When pressed on whether an independent valuation had been conducted, he did not deny the gap but told lawmakers the Treasury would welcome any pathway that delivered better value to Kenyans.

The Constitutional Question

Beneath the financial debate lies a bigger structural problem. MPs have flagged the fact that the Infrastructure Fund, which is supposed to receive and ring-fence the Sh204 billion in share sale proceeds, does not yet have a proper legal foundation.
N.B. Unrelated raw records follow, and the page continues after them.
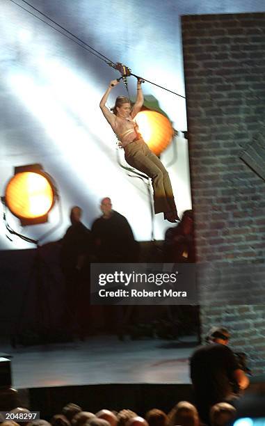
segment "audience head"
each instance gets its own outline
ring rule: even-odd
[[[83,426],[88,420],[92,420],[95,417],[95,414],[89,411],[79,411],[76,414],[72,420],[72,426]]]
[[[97,417],[99,418],[103,418],[109,423],[111,426],[116,426],[117,425],[117,417],[112,411],[109,410],[100,410],[98,413],[96,413]]]
[[[117,414],[117,426],[125,426],[127,422],[134,417],[137,417],[136,413],[131,410],[121,410]]]
[[[161,410],[153,409],[145,414],[145,420],[149,426],[167,426],[168,416]]]
[[[17,407],[17,408],[11,410],[10,413],[14,413],[14,414],[18,414],[18,416],[19,416],[19,414],[30,414],[31,411],[28,410],[27,409],[24,408],[22,407]],[[18,423],[19,425],[21,425],[21,426],[26,426],[26,425],[29,425],[29,423],[31,423],[31,420],[29,420],[28,422],[17,421],[16,423]]]
[[[111,426],[111,424],[104,418],[94,417],[86,422],[86,426]]]
[[[70,221],[72,225],[74,225],[74,223],[77,223],[78,222],[80,222],[81,217],[82,216],[82,209],[78,205],[74,205],[72,207],[70,211]]]
[[[197,409],[187,401],[181,401],[168,413],[170,426],[198,426],[199,415]]]
[[[148,426],[148,423],[143,417],[136,416],[127,420],[126,426]]]
[[[77,414],[77,413],[80,413],[82,409],[81,407],[77,405],[76,404],[73,404],[72,402],[70,402],[63,407],[62,412],[63,414],[65,416],[66,418],[71,422],[73,417]]]
[[[70,422],[63,414],[56,414],[51,419],[52,426],[70,426]]]
[[[103,216],[108,217],[111,215],[112,211],[111,200],[109,197],[102,198],[100,203],[100,210],[103,213]]]
[[[51,423],[42,418],[39,418],[38,420],[31,422],[31,426],[51,426]]]
[[[236,417],[236,410],[227,402],[219,402],[210,410],[211,426],[225,426],[229,425]]]

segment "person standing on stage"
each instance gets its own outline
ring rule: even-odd
[[[141,83],[141,79],[138,79],[137,97],[132,108],[129,99],[125,96],[117,97],[115,106],[112,109],[113,113],[106,106],[111,89],[119,84],[118,80],[111,81],[100,101],[99,106],[120,141],[120,146],[125,150],[125,157],[128,164],[151,178],[155,214],[163,212],[165,219],[175,222],[179,219],[168,173],[160,159],[143,141],[139,134],[137,123],[134,120],[143,104]]]

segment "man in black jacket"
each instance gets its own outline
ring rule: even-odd
[[[248,387],[249,380],[240,369],[232,351],[227,346],[228,331],[223,327],[211,329],[209,345],[200,346],[191,358],[191,378],[195,402],[202,421],[209,423],[209,411],[218,402],[236,398],[234,385],[239,390]]]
Without an Act of Parliament establishing the fund, the Constitution requires that the money flow into the Consolidated Fund, where it can be spent on anything from salaries to debt servicing.

Kitui South MP Rachael Nyamai put it bluntly: the country already has a mountain of debt and pending bills, and money deposited in the Consolidated Fund is vulnerable to being redirected to those pressing obligations before it ever reaches an infrastructure project.

Kuria Kimani, the Finance Committee chair, confirmed the concern was legitimate. Dr Kiptoo told MPs the Treasury had set up the Infrastructure Fund as a limited liability company under the Companies Act as a faster alternative to legislation, but acknowledged the arrangement needed further consultation.

Safaricom is not just Kenya’s largest listed company.

It is the backbone of the country’s mobile money system, a platform that processes over 100 million M-Pesa transactions every single day.

Selling majority control of that infrastructure to a foreign entity is, in the words of several of the bodies that have submitted views to Parliament, an irreversible decision.

Once the shares change hands, the government’s ability to influence the strategic direction of a company that touches virtually every corner of the Kenyan economy will diminish considerably.

The Executive has framed the sale as a bold, fiscally necessary move in an environment where borrowing is no longer politically or economically viable. Parliament has until the end of March to decide whether the nation agrees.

What is becoming increasingly clear is that the deal, as currently structured, carries risks that have not been adequately disclosed, a valuation that has not been independently verified and a timeline that appears designed to close before all the questions have been properly answered.

Whether Kenya can afford to accept those terms is, ultimately, the question Parliament must answer before the clock runs out.